The day's trading activity also reflected investor repositioning. Fidelity Securities Fund sold substantial stakes in both Aditya Birla Lifestyle Brands and Aditya Birla Fashion and Retail, offloading 2.36 crore and 2.15 crore shares respectively, while Societe Generale acquired a smaller position in the fashion retail company. In a different corner of the market, Hornbill Orchid India Fund exited its entire holding in PropEquity, while individual investors Samir Jasuja and Manorama Pawah built a combined 4.24 percent stake in the company.

What emerged from the day's data was a market in transition. Growth was real in technology and financial services, where companies were capturing expanding markets and improving margins. But manufacturing and retail were grinding through a tougher environment, where revenue growth alone could not offset rising costs or exceptional charges. The regulatory approvals and major project announcements suggested confidence in longer-term infrastructure and consumption trends, even as the quarterly results showed the present moment remained unforgiving for many traditional sectors.

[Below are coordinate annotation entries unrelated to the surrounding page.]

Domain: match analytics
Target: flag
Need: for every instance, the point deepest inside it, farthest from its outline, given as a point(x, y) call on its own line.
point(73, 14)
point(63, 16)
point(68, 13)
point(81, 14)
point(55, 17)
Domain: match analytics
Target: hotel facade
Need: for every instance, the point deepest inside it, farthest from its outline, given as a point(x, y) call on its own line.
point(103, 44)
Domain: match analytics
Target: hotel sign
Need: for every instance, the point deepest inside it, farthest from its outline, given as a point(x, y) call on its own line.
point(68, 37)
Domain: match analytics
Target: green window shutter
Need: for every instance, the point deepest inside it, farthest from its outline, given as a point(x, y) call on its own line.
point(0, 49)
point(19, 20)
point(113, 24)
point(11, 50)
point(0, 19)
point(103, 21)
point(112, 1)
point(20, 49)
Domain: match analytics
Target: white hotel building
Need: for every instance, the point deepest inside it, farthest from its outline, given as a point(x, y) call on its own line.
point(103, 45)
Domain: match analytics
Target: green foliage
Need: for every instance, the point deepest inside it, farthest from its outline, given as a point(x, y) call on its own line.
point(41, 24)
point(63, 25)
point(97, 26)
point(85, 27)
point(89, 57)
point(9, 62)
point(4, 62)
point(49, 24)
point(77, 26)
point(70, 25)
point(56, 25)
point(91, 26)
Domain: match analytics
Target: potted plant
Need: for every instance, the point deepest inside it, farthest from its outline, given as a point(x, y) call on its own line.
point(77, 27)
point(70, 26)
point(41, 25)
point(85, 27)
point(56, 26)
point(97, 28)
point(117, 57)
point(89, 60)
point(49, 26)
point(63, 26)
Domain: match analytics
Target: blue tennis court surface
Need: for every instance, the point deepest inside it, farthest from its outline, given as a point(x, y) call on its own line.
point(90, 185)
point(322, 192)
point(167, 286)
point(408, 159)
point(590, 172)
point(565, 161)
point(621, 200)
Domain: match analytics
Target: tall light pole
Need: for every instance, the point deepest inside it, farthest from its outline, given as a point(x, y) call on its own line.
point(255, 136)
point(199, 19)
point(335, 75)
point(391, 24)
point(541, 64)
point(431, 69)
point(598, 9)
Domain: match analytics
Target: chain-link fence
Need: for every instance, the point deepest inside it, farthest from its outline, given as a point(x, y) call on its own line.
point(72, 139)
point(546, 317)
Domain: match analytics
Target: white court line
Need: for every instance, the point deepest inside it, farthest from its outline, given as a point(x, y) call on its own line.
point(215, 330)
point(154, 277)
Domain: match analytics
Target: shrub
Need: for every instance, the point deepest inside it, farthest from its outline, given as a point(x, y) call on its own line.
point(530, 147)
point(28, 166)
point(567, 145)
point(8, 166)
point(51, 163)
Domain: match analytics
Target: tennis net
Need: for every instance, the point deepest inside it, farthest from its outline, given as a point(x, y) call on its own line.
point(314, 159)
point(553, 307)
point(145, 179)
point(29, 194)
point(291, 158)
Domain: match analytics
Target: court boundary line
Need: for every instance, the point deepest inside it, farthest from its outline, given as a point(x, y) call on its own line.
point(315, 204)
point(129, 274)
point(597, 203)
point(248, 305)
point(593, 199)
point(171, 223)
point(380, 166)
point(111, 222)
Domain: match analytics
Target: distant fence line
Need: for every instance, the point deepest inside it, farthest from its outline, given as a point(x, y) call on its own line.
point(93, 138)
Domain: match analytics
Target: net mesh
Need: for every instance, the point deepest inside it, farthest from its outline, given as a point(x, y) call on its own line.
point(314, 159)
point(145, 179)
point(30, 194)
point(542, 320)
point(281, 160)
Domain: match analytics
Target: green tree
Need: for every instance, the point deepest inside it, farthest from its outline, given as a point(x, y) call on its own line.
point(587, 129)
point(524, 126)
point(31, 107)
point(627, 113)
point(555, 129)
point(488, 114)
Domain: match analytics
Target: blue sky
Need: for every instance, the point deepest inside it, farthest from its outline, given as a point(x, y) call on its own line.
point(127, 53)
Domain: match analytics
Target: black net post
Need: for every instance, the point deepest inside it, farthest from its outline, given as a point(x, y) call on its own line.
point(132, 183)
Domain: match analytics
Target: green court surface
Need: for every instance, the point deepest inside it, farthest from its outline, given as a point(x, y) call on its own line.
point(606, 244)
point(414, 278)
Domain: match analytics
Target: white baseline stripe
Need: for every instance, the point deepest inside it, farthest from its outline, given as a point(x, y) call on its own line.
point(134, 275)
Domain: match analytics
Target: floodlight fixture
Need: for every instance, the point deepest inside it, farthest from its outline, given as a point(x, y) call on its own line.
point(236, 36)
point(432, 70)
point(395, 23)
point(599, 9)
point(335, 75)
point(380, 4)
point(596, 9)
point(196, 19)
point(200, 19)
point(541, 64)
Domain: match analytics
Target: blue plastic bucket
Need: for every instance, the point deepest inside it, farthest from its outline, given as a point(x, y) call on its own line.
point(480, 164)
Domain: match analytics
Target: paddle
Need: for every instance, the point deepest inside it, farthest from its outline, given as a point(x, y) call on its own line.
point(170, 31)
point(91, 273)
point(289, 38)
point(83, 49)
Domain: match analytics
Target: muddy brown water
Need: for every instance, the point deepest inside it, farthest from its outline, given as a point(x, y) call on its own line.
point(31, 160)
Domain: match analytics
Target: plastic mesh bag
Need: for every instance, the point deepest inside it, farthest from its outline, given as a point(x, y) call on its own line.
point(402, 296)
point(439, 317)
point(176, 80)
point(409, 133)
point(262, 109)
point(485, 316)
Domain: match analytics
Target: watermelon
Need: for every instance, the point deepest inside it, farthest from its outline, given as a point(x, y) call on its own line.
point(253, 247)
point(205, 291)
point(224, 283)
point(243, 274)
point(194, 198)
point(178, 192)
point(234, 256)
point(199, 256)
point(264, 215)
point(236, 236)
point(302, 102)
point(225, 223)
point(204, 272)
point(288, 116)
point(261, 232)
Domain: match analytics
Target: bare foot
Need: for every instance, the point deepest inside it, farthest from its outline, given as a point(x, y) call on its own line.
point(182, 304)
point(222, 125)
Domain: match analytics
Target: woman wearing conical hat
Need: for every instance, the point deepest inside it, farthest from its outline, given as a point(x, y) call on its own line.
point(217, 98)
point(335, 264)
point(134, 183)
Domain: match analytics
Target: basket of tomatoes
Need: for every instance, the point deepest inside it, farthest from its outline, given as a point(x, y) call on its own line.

JSW Energy's subsidiary signed a power purchase agreement for a 1,600 megawatt thermal power plant in Salboni, West Bengal, to be commissioned within six years
— JSW Energy announcement
Embassy Developments plans to invest Rs 4,500 crore in the Mumbai Metropolitan Region through three residential projects with a combined development value exceeding Rs 12,000 crore
— Embassy Developments announcement
La Conversación del Hearth Otra perspectiva de la historia
Inventor

Why did so many companies report profit declines even when revenue was growing?

Model

Because growth in the top line doesn't guarantee it reaches the bottom. Supreme Petrochem and Rallis India both grew revenue but saw costs rise faster—or in Rallis's case, took a Rs 35 crore exceptional charge that wiped out the year. Shoppers Stop is the clearest example: revenue up 2.6 percent, profit down 69 percent. That's a company where every rupee of new sales is being consumed by higher expenses or one-time hits.

Inventor

What's the difference between the companies that thrived and those that struggled?

Model

Sector matters enormously. Tech and financial services are in growth mode—Persistent Systems and IndiaMART are capturing market share and expanding margins. Manufacturing and retail are in a cost-squeeze environment. When you're selling commodities or competing on price, rising input costs or labour expenses hit you harder than a software company that can scale without proportional cost increases.

Inventor

The CreditAccess Grameen swing from loss to profit seems dramatic. What happened there?

Model

That's a recovery story. A year ago they posted a Rs 99.5 crore loss. Now they're profitable at Rs 252.1 crore. Net interest income grew 13 percent. It suggests their lending business stabilized, credit quality improved, or both. That's the kind of turnaround that catches investor attention.

Inventor

What do the big corporate announcements—JSW Energy's power plant, the toll plaza contract, Embassy's Mumbai expansion—tell us about where capital is flowing?

Model

Toward infrastructure and real estate in growth corridors. A 1,600 megawatt power plant takes six years and serious capital commitment. The toll plaza deal is smaller but strategic—it's on a corridor connecting Delhi and Haryana. Embassy betting Rs 4,500 crore on Mumbai real estate signals confidence that urban residential demand will sustain. These aren't defensive moves; they're bets on expansion.

Inventor

Why would Fidelity sell such large stakes in Aditya Birla companies?

Model

Fund rebalancing, most likely. Fidelity's Blue Chip Growth Fund may have decided those positions had grown too large relative to the portfolio, or they needed cash for other opportunities. It's not necessarily a vote of no confidence—it's portfolio management. The fact that Societe Generale bought into Aditya Birla Fashion suggests there's still buyer interest at those prices.